We can also note that the numeric values seem to be on similar scale.
Note that scale is important, because if you were planning on using an algorithm such as linear regression, neural networks, K-means, etc. as part of your narrative/analysis you’d need to take into scaling into account.
For example, when dealing with data such as housing you might value such as $450,000 for the house price and the value 3 for the number of bathrooms. In these cases you’d need to apply normalization
and/or standardization
techniques to mitigate the variances between the value scales.
For example, we wouldn’t want the computer to become confused and think that the number of bathrooms was so small in comparison to the house price that it had no effect, which is quite the opposite!
While these topics are out-of-scope for this article, if you want to learn more you can read more about them here.
Class distribution
Let’s examine the last column which appeared to be categorization labels for each row.
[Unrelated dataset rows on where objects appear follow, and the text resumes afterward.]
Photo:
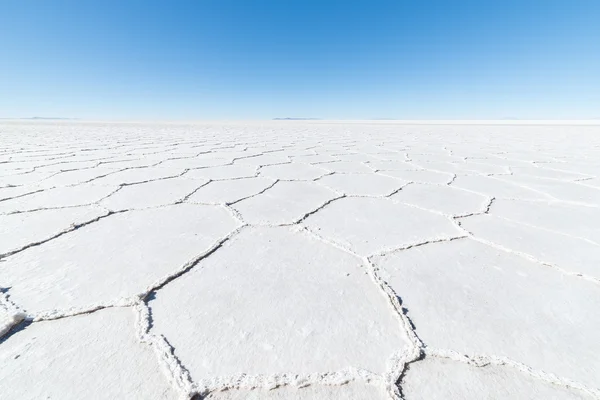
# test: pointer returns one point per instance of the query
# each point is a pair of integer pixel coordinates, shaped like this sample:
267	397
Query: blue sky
253	59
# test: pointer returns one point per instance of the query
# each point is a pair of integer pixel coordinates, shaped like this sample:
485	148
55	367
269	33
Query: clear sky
254	59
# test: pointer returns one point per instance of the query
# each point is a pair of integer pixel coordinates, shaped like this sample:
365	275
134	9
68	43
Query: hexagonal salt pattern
309	308
475	299
299	260
117	257
86	356
371	225
348	391
455	380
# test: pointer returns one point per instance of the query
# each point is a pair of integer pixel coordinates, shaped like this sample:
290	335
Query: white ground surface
299	260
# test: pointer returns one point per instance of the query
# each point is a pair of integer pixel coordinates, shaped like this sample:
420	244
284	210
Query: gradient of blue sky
255	59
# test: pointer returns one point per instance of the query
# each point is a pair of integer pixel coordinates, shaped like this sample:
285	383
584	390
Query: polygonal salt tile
230	191
346	167
10	192
264	159
469	297
567	191
76	176
574	220
284	203
348	391
293	171
567	252
274	300
420	176
222	172
483	168
445	199
202	161
494	187
313	158
391	165
20	230
82	357
151	194
584	168
21	179
446	167
71	196
118	256
137	175
542	172
356	157
362	184
442	379
369	225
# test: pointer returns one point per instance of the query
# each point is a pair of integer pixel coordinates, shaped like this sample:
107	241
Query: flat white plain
299	260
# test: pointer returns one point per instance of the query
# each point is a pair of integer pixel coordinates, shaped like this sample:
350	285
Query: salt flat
299	260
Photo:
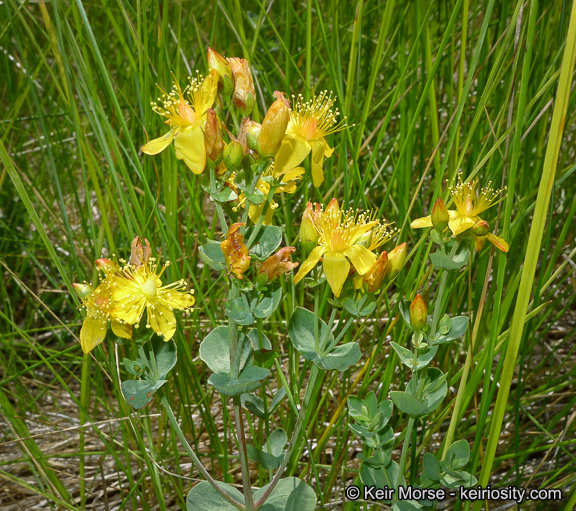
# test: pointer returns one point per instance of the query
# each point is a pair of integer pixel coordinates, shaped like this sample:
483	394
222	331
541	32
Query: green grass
428	89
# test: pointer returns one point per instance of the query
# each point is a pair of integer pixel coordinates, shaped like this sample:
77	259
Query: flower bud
107	265
225	77
83	290
374	277
481	228
418	313
308	233
396	260
232	155
276	265
244	96
440	215
274	125
235	251
213	142
253	130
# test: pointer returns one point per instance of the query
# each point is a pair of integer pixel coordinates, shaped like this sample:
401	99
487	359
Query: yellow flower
338	234
309	123
469	205
187	118
135	288
98	305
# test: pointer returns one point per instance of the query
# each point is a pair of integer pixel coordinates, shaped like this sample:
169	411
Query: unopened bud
213	139
244	96
83	290
418	313
140	253
481	228
235	251
274	125
440	215
276	265
396	260
374	277
225	77
232	155
107	265
253	130
308	232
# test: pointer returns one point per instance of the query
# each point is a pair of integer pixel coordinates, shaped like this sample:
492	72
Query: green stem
195	459
219	209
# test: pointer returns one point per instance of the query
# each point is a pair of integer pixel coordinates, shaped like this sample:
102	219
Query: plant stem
195	459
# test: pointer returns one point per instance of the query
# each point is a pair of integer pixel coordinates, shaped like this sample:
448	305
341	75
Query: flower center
149	288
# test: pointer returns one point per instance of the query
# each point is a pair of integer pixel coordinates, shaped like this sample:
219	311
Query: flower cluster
125	292
465	220
344	240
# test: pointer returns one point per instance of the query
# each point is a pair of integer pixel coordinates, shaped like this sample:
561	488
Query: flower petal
320	149
459	223
336	269
189	145
121	329
498	242
162	320
159	144
307	265
361	258
92	333
291	153
420	223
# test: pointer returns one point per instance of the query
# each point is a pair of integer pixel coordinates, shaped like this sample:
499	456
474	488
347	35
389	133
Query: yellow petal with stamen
420	223
189	145
162	320
159	144
291	153
121	329
92	333
307	265
336	269
361	258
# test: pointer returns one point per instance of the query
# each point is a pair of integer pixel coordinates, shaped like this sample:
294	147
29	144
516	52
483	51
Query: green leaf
408	404
215	350
277	399
268	301
364	306
271	457
203	497
237	310
301	332
139	393
435	389
212	255
441	260
458	454
166	356
225	194
249	380
267	241
458	327
253	403
444	325
259	340
404	307
340	358
290	494
135	367
431	466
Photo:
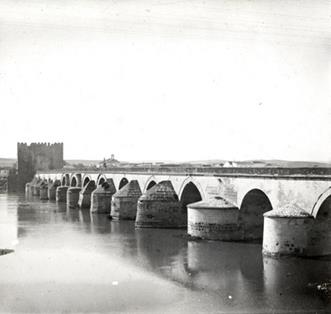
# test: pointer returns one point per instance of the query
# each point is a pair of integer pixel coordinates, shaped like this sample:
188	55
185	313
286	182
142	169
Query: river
67	260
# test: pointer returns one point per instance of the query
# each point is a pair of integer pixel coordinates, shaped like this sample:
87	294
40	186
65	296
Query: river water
67	261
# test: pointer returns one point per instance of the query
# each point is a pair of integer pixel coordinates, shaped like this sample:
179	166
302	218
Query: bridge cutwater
289	208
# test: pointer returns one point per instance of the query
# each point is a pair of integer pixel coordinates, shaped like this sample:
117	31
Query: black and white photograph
165	156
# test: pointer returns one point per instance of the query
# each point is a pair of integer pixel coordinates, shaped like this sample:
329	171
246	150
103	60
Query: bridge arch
191	185
254	204
86	179
65	180
101	179
321	199
190	193
124	181
150	183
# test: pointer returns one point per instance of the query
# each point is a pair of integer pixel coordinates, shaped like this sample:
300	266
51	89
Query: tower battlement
35	157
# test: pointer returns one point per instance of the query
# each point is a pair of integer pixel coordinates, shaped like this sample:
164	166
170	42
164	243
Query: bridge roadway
289	192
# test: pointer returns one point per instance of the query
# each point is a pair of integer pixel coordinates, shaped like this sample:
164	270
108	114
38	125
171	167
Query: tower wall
37	156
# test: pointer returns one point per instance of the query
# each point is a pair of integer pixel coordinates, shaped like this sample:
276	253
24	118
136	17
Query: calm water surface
71	261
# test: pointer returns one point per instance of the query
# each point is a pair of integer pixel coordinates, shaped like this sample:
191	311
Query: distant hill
82	161
7	162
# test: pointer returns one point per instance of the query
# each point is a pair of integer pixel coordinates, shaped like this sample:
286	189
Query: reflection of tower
37	156
9	225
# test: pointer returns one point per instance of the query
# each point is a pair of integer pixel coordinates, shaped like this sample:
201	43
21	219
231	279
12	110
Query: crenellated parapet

How many different classes/labels are we dealing with?
data.groupby('class').size()
class
Iris-setosa 50
Iris-versicolor 50
Iris-virginica 50
dtype: int64
We note that we have an even distribution of classes/labels among the samples.
If you were planning on using data modeling this would be important, because you’d have to account for a disparity in the number of classes within the observations if an imbalance existed.
For example, if we have one thousand positive comments and four negative ones, it would be hard to draw convincing conclusions, identify trends, or make recommendations on how we could improve on the four negative samples alone.
Correlation
Next we examine the data for correlations using the corr()
command. We also utilize the helper function, corrTableColors()
, we wrote above to make reading the table easier.
As stated before, if you want to change the color thresholds to fit your needs this should be easy to do.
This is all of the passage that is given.